"Before explaining my plan to you," Red Cedar went on, "I must tell you what our position really is, so that when I have described the means I wish to employ, you can decide with a full knowledge of the facts."

His hearers gave a nod of assent, but no one made an answer.

The squatter continued—

"We are surrounded on three sides: firstly, by the Comanches, next by Bloodson's rangers, and lastly by the French hunter and his friends. Weakened as we are by the terrible privations we have suffered since we came into the mountains, any contest is impossible; we must, therefore, give up all hope of opening a passage by force."

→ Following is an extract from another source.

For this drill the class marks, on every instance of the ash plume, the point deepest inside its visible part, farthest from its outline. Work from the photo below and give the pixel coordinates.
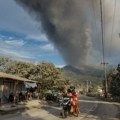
(67, 24)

"What is to be done, then?" the monk asked; "it is plain that we must escape, and each second that slips away renders our prospects worse."

"I am as fully convinced of that as you can be. My absence today had a double object; the first was to obtain provisions, in which, as you see, I succeeded—"

"That is true."

"Secondly, to reconnoitre carefully the positions held by our enemies."

"Well?" they asked anxiously.

"I have succeeded. I advanced unnoticed close to their camps; they keep a good watch, and it would be madness to try and pass through them; they form a wide circle around us, of which we are the centre; this circle is being daily contracted, so that in two or three days, perhaps before, we shall find ourselves so pressed that it will be impossible to hide ourselves, and we must fall into their hands."